Dental Implants explained by Dr. Gunaseelan Rajan

Dr. Gunaseelan Rajan explains what Dental implants are all about in this Q&A published by The Hindu newspaper:

 “A dental implant is an artificial substitute for a normal tooth. Natural teeth are lost due to damage in accidents, poor dental hygiene, genetic and other factors. Dental implants using the new Zygoma technique give the patient a new tooth or set of teeth through a treatment that is quick with long-lasting effects and almost pain-free.

What is a dental implant?
The normal tooth structure consists of a root and a crown. The root is enclosed in the jawbone and gums and the crown is the visible part of the tooth.

A dental implant is an artificial substitute for the root. It is usually made of titanium, which is a bio-compatible material i.e. it will not be rejected by our body.

After a healing period, an artificial crown is placed on top of the implant. Thus the implant closely resembles a natural tooth.

How many teeth can be replaced with implants?
If all the teeth are missing, the complete set of teeth in the jaw can be supported by four or six implants. The number of implants is determined on a patient to patient basis, depending on criteria such as bite force, location of missing teeth, quality of jawbone…

Are implant teeth fixed or removable?
Implants are placed in, fixed and integrated to the jaw bone. However the artificial teeth placed on top of the implant can be fixed or removable. The former is more common.

What are the benefits of dental implants?
They feel and look like your own teeth. Dental implants restore confidence in speaking, laughing and chewing with comfort and without worries of sudden dislodgement. Implants preserve the integrity of facial structures.

When teeth are replaced using traditional tooth-supported bridges, the teeth on either side of the missing tooth are ground down so that the bridge can be cemented on to them. This structure can never be replaced. Implants do not need the grinding down of the adjacent natural teeth.

Can anyone receive dental implants?
The patient must be in good health and have proper bone structure and healthy gums for a successful implant. People who are unable to wear removable dentures may also be good candidates. Patients with well-controlled diabetes or blood pressure can also undergo implants.

In patients with bruxism(grinding or clenching teeth) and poor oral hygiene, heavy smokers or those who have undergone radiation therapy in the jaw, the success rate for implants reduces.

Does the treatment take a long time?
Usually the treatment is done in two phases. In the first stage, the implant is placed in the jaw and the gums are closed over it.

After a healing period of three to six months, the implant will be checked and measurements made for the artificial teeth (prosthesis) ,which will be placed over the implant.

However, thanks to the combination of CT Imaging Technology and software for implant planning, implants are placed as a ‘key hole’ procedure and artificial teeth are fixed immediately on the implant within an hour.

This ‘teeth in an hour’ concept, however, has a few pre-requisites such as normal volume of jawbone, good range of mouth opening and adequate primary stability of the implant.

Does the patient need to be hospitalised?

Hospitalisation is an exception and not the rule. Majority of patients can be managed under local anaesthesia. Anxious patients are helped with nitrous oxide sedation or intravenous sedation techniques. A few patients, especially those requiring extensive bone grafting, will require general anaesthesia.

Can implants be done for elderly people?
Implants can be done in older people also. However certain issues such as osteoporosis (especially in post-menopausal women not on HRT), long history of heavy smoking, uncontrolled diabetes have to be kept in mind while planning implants.

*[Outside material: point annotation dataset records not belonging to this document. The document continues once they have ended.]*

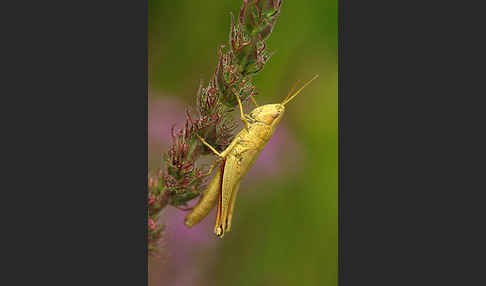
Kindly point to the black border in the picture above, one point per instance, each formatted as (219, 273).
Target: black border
(405, 214)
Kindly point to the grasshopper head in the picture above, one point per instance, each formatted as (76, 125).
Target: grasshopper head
(270, 114)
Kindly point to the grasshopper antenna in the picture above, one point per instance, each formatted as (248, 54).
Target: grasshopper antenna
(288, 99)
(292, 89)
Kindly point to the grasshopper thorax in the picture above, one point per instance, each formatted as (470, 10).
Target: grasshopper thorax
(269, 114)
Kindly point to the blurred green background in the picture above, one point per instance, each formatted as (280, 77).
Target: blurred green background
(289, 235)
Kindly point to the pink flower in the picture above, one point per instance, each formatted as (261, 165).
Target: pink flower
(151, 199)
(151, 224)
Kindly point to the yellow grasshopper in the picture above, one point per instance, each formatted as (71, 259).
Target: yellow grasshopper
(237, 159)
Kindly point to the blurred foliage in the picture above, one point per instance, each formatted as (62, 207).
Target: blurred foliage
(287, 235)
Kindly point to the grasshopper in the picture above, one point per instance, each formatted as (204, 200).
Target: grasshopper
(236, 160)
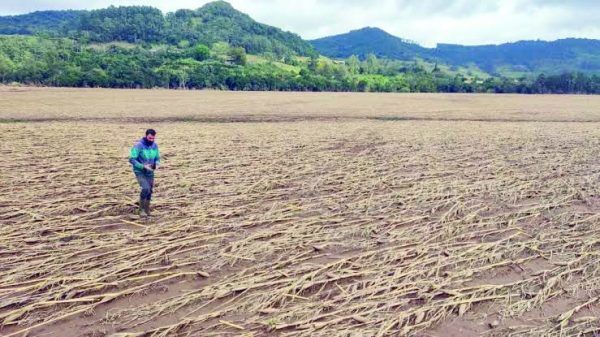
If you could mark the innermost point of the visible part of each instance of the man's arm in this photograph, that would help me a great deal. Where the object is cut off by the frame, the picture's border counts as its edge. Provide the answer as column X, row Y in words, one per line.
column 133, row 158
column 157, row 159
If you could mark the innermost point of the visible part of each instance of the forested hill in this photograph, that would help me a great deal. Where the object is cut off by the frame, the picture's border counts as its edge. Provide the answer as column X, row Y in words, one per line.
column 369, row 40
column 521, row 57
column 214, row 22
column 218, row 47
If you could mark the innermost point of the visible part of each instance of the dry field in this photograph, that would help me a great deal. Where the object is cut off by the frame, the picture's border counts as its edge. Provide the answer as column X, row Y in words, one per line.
column 300, row 214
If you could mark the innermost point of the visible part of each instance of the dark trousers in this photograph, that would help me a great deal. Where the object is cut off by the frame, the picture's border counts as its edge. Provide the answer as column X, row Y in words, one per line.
column 146, row 182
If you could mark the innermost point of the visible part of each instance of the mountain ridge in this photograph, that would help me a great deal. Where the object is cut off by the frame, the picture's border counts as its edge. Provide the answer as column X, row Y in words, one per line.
column 568, row 54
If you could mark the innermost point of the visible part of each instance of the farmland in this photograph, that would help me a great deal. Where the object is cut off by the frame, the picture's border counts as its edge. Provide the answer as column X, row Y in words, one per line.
column 300, row 214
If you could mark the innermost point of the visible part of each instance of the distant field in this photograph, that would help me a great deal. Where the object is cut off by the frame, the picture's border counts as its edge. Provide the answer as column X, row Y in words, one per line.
column 169, row 105
column 300, row 214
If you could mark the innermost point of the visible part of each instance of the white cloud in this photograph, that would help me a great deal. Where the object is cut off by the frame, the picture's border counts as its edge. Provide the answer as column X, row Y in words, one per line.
column 425, row 21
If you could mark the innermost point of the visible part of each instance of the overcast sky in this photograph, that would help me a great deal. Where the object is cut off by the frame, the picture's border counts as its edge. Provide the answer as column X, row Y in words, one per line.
column 424, row 21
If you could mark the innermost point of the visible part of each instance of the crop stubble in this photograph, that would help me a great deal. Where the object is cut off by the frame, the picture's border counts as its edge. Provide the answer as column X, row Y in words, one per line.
column 312, row 227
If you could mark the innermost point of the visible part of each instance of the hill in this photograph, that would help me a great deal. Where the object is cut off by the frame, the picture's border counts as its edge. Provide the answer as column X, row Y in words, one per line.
column 40, row 21
column 369, row 40
column 508, row 58
column 214, row 22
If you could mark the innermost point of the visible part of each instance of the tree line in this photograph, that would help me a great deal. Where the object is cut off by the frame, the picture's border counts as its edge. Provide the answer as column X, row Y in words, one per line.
column 45, row 61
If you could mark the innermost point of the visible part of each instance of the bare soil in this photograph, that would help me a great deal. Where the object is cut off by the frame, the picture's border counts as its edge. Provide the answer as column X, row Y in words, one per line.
column 300, row 214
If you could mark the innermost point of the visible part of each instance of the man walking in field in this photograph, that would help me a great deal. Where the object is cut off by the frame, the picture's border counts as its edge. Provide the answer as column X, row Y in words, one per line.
column 145, row 158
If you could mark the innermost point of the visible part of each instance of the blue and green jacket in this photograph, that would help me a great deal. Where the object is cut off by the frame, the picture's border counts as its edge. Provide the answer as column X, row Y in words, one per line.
column 142, row 153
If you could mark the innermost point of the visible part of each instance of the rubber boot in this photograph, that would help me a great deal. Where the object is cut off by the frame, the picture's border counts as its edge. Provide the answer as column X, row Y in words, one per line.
column 147, row 207
column 142, row 208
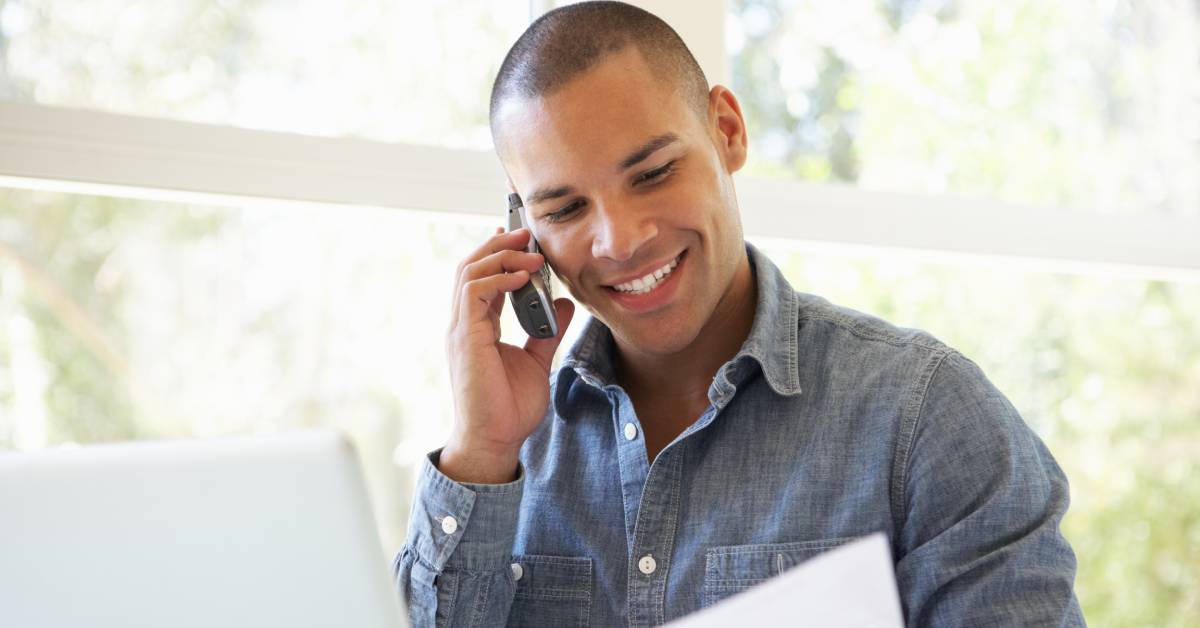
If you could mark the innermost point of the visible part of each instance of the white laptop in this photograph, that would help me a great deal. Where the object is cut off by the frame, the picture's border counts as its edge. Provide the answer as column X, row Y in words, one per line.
column 223, row 532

Can implants be done for children?
Implants are generally contra-indicated in growing ages. Continued jaw growth can lead to altered implant levels and difficulty in fabricating the artificial teeth. However, in certain conditions such as ectodermal dysplasia, implants can be given during childhood.

What is Zygoma Implant?
In some patients, the upper jaw bone is not adequate to take implants. In such cases the hip bone is grafted into the upper jaw. Later implants are placed and artificial teeth fixed. In the new zygoma technique, bone grafting is not necessary.

The zygoma implant is a longer implant, which is placed in the upper jaw bone extending up to the zygoma (cheek bone) and artificial teeth are placed on it (without the need for extensive bone grafting procedure).”